Officials seize protest banners at CU-TU match

Soldiers blocked Thammasat University marchers from entering a football stadium and seized their political satire banners on Saturday.

The incident took place ahead of the annual football match at the National Stadium between Chulalongkorn and Thammasat universities, an event famed for its colourful floats mocking political figures.

This year's event was watched with nervousness by the military government, which insisted on Friday that it did not intend to ban satirical displays. However, the National Council for Peace and Order cautioned the students against doing anything that might appear to fan social discontent.

An hour before the parade began, Bangkok police and the vice-presidents of both universities inspected the floats, according to Matichon Online.

They also asked the students to explain in detail the ideas behind each float. As well, university officials were instructed to monitor all related activities. Any act that might undermine reconciliation and national reform efforts would be banned, they were told.

The parades of both teams began entering the stadium at 2pm as scheduled. But after the Chulalongkorn contingent entered and the Thammasat team was beginning to follow, security officials closed the gate, leaving the Thammasat team outside.

The action angered several students, who tried to reason with them.

After the talks, the officials insisted they would not allow banners with political messages to be displayed inside the stadium and seized all of them. The floats were allowed to enter.

Floats displayed by students at the annual Chulalongkorn-Thammasat football match lived up to their reputation for good-natured political mockery. (Photos by Pattarapong Chatpattarasill and Jiraporn Kuhakan)

The Chulalongkorn floats focused on Thai values in the social media era. But the Thammasat floats carried much more pointed messages, such as one bearing a statue of "Lady Justice". Also drawing loud applause were displays that poked fun at the government's "12 Values" campaign and the Returning Happiness to the People TV programme.

The latter featured a sculpture of a TV screen on which Prime Minister Prayut Chan-o-cha appeared in front of the Teletubbies cartoon characters. The image was a reference to a complaint Gen Prayut had made earlier that the backdrops for his weekly TV address were boring. That prompted a Facebook campaign that produced hundreds of humorous options, some of which tested the limits of good taste.

Inside the stadium once the match began, authorities were unable to prevent the students from expressing themselves more bluntly.

At one point, students at the top of the bleachers unfurled a banner which read, in Thai: "Down with dictatorship, long live democracy". Another read "Coup=Corruption".

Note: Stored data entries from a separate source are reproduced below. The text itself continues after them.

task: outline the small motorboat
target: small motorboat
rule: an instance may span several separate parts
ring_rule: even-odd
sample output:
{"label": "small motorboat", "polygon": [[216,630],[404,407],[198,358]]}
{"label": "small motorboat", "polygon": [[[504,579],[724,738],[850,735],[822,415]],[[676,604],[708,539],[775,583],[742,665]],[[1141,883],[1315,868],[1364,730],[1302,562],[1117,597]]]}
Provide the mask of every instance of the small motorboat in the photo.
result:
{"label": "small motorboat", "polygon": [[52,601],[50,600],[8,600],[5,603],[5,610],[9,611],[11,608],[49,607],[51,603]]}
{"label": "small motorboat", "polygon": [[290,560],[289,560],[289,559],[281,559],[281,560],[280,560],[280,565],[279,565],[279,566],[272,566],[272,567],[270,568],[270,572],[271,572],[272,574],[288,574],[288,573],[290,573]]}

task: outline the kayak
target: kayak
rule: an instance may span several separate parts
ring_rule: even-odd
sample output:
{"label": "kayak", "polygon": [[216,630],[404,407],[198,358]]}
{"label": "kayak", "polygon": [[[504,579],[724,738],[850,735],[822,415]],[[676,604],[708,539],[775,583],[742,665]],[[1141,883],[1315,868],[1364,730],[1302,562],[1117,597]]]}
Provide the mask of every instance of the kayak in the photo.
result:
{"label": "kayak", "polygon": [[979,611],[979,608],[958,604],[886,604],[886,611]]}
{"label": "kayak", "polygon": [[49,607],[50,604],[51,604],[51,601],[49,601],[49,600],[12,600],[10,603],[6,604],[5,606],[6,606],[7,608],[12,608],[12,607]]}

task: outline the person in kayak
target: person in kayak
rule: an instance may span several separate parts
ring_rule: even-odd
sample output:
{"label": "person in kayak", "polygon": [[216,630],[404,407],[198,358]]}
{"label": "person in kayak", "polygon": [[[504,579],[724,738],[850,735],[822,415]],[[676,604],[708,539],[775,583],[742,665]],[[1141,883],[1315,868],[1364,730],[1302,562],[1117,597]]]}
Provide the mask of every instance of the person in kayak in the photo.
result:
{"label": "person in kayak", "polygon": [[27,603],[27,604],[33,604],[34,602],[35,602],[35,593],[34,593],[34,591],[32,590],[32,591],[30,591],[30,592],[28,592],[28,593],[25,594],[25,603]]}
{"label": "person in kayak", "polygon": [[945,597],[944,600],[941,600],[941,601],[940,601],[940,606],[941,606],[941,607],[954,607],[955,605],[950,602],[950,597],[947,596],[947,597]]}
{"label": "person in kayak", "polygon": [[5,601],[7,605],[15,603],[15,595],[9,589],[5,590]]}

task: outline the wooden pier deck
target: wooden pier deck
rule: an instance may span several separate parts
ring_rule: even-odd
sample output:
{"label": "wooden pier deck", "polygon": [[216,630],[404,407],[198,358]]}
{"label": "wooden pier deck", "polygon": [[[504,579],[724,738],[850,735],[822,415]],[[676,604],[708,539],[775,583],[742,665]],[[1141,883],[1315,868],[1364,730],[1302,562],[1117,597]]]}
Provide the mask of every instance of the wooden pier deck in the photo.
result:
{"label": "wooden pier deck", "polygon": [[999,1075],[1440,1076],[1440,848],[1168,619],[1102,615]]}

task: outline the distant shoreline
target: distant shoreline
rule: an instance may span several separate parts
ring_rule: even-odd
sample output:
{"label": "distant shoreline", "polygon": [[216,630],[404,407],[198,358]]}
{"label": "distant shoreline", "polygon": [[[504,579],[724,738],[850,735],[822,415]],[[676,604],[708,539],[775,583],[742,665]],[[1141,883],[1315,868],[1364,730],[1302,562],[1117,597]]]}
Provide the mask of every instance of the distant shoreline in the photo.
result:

The annual match is also famed for elaborate coordinated flash-card displays in the stands. One of them spelled out "We want democracy, when will you return it to us?"

The Thammasat students also created a display featuring an image of the school's revered former rector Puey Ungphakorn and one of his famous quotations: "Justice is power. It's not power is justice".

The event also featured a football game. Thammasat won the match 2-0, breaking a three-year losing streak.